Nelle Lee’s Rachel clatters into the story, a damaged woman of satin not silk standards, a disturbing juxtaposition against her secondary character, the teenager, Mel, whom we see indulging in – and purging herself of – a little too much of something mixed with Malibu. (There’s a lovely George’s Marvellous Medicine moment as we hear what’s gone into the nauseating concoction). Lee brings a new level of maturity to the role of Rachel, a previously untapped depth and strength, giving us a gleeful young girl long lost beneath the ink and unsmiling tough-chic exterior, as well as a glimpse of the older, wiser, sadder woman of days to come; we see the before and after shots of a tragic heroine.
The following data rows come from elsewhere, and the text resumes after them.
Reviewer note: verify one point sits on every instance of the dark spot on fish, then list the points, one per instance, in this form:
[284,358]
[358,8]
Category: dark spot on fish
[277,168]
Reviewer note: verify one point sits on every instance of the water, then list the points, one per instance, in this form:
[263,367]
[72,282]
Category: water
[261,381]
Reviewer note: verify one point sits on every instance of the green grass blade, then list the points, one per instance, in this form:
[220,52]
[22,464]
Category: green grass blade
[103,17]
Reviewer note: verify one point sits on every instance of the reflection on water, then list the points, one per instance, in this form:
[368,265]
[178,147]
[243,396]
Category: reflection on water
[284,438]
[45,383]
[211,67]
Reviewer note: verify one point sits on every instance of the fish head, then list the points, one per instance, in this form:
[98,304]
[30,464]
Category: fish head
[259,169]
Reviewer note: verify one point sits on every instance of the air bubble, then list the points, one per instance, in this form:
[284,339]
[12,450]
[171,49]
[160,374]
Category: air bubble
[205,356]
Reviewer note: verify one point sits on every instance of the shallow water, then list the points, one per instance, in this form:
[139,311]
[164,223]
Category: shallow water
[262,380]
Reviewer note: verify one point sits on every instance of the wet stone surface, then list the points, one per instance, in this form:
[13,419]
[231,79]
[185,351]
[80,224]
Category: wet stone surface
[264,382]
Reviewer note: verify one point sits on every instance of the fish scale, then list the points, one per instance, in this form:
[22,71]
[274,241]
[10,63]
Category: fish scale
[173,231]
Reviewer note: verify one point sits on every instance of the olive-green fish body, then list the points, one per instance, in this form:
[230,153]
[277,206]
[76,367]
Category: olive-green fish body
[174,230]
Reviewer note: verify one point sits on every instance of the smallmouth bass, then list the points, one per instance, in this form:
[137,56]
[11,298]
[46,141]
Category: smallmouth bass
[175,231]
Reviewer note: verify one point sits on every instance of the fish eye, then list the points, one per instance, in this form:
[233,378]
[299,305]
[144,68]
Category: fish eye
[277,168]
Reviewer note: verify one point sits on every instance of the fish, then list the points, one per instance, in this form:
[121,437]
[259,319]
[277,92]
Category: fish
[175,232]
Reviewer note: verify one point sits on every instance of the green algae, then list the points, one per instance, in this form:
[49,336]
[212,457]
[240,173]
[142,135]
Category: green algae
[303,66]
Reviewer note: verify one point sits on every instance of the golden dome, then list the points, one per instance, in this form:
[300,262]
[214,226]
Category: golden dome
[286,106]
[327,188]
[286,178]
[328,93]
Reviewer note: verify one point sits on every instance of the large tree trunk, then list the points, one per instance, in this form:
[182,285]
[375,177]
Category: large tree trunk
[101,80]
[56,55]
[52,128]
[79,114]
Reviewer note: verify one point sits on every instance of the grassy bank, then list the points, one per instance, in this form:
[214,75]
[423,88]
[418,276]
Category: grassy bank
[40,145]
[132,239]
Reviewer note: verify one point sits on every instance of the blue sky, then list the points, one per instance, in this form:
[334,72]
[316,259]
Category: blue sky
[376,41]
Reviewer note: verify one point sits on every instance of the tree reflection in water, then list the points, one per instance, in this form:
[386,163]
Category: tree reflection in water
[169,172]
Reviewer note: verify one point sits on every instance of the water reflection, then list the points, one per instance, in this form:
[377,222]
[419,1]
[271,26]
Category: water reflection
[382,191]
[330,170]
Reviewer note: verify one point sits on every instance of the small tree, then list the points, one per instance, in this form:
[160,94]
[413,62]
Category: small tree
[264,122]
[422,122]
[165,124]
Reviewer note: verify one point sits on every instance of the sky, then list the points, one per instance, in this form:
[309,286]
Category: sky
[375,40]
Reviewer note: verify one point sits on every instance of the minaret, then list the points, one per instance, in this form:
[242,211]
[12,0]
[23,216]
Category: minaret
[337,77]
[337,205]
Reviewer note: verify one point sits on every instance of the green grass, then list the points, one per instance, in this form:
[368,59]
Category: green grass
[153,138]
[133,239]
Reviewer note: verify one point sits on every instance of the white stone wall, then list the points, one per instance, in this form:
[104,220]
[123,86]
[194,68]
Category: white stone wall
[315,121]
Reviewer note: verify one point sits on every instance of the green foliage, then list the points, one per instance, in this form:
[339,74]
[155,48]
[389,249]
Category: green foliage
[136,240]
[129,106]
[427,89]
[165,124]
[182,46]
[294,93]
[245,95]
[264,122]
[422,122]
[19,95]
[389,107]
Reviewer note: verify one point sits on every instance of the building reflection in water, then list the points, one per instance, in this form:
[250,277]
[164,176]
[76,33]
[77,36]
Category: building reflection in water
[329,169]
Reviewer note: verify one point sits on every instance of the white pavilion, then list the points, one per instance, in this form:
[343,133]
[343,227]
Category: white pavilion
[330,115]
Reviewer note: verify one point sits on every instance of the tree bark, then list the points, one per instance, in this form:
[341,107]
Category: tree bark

Sadly, we can guess her end.
Bringing to life the three older women, none of them any the wiser from their experiences but all of them understandably downtrodden, is Barbara Lowing (Karen / Sue / Trish). Lowing gives us three very different characters (we overheard after the show debate about whether or not there had been additional, uncredited actors on stage in these roles), and what she gives in each one of them is a gift to audiences. We see her heartfelt, powerful realisation of people who live in a world of loneliness, existing to serve others but unable to help themselves, and those who dwell in their own world of devastating pain, who must transfer their guilt and grief and anger and humiliation onto others in order to feel better about themselves. Most disturbingly, we see in Trish the lowest of the low; she represents the most unintelligent, hateful and spiteful among us, and the cycle of violence that too often passes from parent to child. In these desperate people we see the whole story.
Shannon Haeglar also brings something more to this retelling; as the OTD he is unflinching, and undeserving of his fate, but Haeglar has discovered a lighter quality now, and a lovely, genuine concern for Rachel, whose assault he is framed and blamed for. The connection between these two is manipulated keenly, beautifully, subtly complicating issues, and at times we’re not sure whose story we should believe.
The imposing abstract design (Josh McIntosh) places us squarely in the confines of the collective psyche, and the combination of Jason Glenwright’s lighting and Guy Webster’s sound design constrains us, challenges us and directs our attention to the finer detail, assisting with an efficient, highly effective denouement, the very definition of rising tension.
More shocking than you remember and more relevant than ever, shake & stir’s Tequila Mockingbird is the most powerful must-see, must-talk-about theatrical production of the year.